6 Finch Analysis
6.1 R scripts
6.1.1 Create a script
Until now, you have run commands by typing them into the console. One of the benefits of R over programs such as Excel, however, is the ability to save your commands in the form of written. Enter the script! A script is simply a text file containing commands for R to execute.
Now create a new script file:
- Click the New File button on the toolbar (leftmost button with a green plus sign) and choose R Script, or choose File > New File > R Script
- A new pane will open above your Console pane. This is called the Source pane.
- Immediately save your file by clicking on the blue floppy disk icon.
- Give it a memorably name like finch analysis. RStudio will automatically add the .R file extension.
6.1.2 Run code from a script
Up to this point, you have been typing code into the console to run it. This works, but it has two drawback:
- You can make typos
- If you want to run code again, you have to type it again.
From now on, use this new set of steps instead:
- Copy code from the browser. This reduces typos.
- Paste into the R script.
- Run code from the R script
The main caveat is to be careful to copy all code, especially closing parentheses ) at the end of code chunks.
Now that you have a script, try copying and pasting this code into it. For example:
sqrt(9)To run the code, place your cursor on the same line as the code as click Run on the Source pane toolbar, then Run Selected Lines. Or just hold down the Command key and press the Return key. This is called a keyboard shortcut, and is written as Cmd+Return.
When you run the line of code, RStudio copies it to the Console pane and executes it.
Now that you’ve tried it, you can delete sqrt(9) from your script before you move on.
6.2 R packages
In R, users share code with each other in the form of packages, each of which is a bundle of code, data, and other files. While R includes some basic functionality in it’s “base” packages, you often need to work with other packages when doing any data analysis.

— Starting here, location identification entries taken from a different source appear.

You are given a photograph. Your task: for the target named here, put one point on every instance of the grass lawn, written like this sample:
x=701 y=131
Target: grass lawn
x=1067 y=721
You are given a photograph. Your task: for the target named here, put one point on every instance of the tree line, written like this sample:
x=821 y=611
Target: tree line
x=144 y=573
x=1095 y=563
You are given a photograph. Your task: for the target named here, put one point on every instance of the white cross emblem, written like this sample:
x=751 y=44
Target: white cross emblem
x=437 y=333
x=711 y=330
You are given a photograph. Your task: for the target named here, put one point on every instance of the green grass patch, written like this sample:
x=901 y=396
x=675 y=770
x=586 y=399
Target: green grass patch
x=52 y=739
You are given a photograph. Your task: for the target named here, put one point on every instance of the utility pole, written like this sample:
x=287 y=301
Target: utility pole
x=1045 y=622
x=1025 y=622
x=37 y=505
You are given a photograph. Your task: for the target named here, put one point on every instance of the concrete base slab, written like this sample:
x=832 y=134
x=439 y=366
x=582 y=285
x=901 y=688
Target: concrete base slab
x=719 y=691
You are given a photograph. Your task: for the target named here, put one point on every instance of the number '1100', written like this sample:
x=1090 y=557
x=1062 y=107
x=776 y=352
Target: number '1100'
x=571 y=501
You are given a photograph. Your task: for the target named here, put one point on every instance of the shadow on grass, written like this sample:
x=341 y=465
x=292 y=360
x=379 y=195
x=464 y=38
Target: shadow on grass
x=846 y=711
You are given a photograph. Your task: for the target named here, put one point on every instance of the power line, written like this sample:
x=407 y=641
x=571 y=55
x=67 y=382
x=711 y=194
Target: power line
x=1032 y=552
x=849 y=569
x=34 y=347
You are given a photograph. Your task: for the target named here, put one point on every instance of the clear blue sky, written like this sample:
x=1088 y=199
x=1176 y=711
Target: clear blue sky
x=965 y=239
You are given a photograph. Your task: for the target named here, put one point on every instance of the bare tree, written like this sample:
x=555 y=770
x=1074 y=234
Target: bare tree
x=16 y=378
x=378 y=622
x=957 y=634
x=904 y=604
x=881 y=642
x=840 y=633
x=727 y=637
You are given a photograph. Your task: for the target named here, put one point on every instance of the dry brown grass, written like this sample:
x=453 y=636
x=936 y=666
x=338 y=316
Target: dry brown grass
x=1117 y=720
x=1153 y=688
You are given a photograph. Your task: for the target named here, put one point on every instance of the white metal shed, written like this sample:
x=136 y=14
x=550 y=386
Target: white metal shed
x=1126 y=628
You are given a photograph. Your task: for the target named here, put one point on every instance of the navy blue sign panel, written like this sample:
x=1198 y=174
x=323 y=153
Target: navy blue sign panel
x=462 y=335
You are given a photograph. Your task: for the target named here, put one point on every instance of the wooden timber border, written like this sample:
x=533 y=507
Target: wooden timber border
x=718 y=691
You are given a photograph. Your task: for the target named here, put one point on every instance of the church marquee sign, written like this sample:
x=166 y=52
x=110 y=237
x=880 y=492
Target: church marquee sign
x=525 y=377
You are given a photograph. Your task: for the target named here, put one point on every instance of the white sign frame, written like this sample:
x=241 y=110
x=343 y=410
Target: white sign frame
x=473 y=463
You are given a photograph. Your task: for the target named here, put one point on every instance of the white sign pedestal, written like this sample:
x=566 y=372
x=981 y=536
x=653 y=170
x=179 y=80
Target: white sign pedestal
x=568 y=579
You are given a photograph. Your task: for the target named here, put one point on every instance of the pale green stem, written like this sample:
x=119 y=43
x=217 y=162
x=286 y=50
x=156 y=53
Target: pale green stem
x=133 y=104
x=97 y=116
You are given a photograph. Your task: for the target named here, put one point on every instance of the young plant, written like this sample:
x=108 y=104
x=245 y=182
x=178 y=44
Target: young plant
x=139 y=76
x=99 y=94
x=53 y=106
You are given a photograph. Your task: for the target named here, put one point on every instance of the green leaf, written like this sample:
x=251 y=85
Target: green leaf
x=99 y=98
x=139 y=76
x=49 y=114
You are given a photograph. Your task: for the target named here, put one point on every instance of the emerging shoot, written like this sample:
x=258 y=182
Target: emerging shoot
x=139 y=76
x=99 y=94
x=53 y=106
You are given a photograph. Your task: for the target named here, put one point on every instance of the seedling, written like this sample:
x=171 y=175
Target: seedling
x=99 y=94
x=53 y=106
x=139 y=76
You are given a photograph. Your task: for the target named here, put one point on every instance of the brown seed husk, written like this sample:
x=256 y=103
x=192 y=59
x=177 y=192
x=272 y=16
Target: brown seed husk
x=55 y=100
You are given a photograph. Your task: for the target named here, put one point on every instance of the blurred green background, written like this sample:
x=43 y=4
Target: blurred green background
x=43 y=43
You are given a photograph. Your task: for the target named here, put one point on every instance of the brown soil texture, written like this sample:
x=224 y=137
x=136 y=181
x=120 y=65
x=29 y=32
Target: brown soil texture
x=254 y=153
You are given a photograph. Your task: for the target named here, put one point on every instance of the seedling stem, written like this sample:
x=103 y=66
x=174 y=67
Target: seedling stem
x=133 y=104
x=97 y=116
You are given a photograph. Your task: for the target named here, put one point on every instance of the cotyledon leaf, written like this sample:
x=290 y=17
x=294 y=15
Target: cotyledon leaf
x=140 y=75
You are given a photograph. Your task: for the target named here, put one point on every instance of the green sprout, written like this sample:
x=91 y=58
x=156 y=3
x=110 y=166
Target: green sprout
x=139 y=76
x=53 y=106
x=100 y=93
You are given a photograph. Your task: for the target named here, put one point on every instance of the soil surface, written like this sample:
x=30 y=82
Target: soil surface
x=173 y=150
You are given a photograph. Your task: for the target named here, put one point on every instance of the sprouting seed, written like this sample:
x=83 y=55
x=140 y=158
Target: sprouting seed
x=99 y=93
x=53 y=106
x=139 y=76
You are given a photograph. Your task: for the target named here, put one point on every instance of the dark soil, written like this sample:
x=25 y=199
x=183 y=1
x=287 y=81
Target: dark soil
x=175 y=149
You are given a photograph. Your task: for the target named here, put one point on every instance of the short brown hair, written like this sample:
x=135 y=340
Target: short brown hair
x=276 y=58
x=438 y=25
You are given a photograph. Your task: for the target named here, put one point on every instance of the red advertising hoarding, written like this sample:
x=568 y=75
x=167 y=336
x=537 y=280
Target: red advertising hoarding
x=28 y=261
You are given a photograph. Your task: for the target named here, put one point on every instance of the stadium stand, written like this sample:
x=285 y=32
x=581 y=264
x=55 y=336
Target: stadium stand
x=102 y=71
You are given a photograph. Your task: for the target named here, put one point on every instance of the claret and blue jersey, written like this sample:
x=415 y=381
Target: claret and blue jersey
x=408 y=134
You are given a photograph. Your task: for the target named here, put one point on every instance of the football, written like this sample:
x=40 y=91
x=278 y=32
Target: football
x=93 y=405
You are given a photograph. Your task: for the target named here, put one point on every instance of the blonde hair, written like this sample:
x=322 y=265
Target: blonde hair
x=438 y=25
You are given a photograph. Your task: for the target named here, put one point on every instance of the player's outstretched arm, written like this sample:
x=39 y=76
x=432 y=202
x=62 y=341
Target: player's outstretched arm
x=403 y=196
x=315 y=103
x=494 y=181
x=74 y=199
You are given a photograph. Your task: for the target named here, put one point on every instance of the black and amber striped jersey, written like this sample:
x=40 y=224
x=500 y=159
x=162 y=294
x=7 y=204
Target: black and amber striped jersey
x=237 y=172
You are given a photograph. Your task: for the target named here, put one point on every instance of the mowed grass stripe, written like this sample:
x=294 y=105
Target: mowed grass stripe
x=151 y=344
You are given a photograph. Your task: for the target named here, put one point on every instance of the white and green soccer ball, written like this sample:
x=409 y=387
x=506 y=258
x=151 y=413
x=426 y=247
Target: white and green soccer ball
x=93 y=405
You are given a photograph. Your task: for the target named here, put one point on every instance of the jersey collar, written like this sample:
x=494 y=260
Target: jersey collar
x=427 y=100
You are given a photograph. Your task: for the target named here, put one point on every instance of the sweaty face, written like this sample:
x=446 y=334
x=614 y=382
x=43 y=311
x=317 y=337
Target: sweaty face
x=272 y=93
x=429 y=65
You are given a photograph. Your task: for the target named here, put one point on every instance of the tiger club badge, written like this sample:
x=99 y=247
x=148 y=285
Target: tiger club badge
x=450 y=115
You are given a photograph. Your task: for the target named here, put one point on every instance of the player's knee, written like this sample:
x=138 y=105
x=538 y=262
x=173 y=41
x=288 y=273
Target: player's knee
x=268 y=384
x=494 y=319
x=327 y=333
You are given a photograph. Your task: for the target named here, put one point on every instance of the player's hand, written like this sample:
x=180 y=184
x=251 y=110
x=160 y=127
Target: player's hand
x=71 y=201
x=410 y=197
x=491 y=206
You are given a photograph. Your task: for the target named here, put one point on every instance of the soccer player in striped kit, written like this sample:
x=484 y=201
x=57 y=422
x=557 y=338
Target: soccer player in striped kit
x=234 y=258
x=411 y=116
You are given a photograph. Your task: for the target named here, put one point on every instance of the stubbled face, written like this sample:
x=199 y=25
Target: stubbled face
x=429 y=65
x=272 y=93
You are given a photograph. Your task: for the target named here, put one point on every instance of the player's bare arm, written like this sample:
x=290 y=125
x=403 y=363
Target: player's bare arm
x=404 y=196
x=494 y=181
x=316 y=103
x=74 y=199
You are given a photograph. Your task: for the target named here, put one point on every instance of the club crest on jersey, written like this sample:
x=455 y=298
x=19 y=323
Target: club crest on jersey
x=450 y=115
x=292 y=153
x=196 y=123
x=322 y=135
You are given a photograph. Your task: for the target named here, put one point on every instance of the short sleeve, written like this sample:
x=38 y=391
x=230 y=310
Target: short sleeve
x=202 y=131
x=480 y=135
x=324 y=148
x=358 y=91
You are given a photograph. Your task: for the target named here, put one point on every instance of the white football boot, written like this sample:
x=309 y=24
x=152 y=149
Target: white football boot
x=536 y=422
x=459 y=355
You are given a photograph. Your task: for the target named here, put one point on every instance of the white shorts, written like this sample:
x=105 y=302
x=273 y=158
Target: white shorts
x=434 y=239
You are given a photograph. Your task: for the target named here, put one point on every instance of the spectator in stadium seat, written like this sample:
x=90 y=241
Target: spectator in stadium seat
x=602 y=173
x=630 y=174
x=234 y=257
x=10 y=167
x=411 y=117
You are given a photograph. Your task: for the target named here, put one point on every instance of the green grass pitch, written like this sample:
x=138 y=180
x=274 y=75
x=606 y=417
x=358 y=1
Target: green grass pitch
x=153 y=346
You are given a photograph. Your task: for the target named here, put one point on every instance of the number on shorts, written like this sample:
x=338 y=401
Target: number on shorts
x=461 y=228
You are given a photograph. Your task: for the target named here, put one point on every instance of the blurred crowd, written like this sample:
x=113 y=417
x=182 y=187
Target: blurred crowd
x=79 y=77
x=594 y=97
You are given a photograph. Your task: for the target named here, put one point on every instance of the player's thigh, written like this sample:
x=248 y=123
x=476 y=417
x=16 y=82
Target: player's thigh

In this tutorial you will use a group of packages collectively referred to as the tidyverse.
Before you can use a package, you need to download and install it. In Posit Cloud, we have already done this step for you by running install.packages("tidyverse") so you can skip this step.
If you are using RStudio Desktop, you will need to install the package first. In which case, you can either run the code above or use the Packages tab.
6.3 Load the packages
Below you will see two boxes, one with comments and code, and the next with example console output. The console output is just there to show you what to expect to appear in the console when you run the given code. Console output in this tutorial always appears in a box below the code, and has two pound signs before each line like this: ##
Copy the code in the first box below (including the comments) and paste it into your script.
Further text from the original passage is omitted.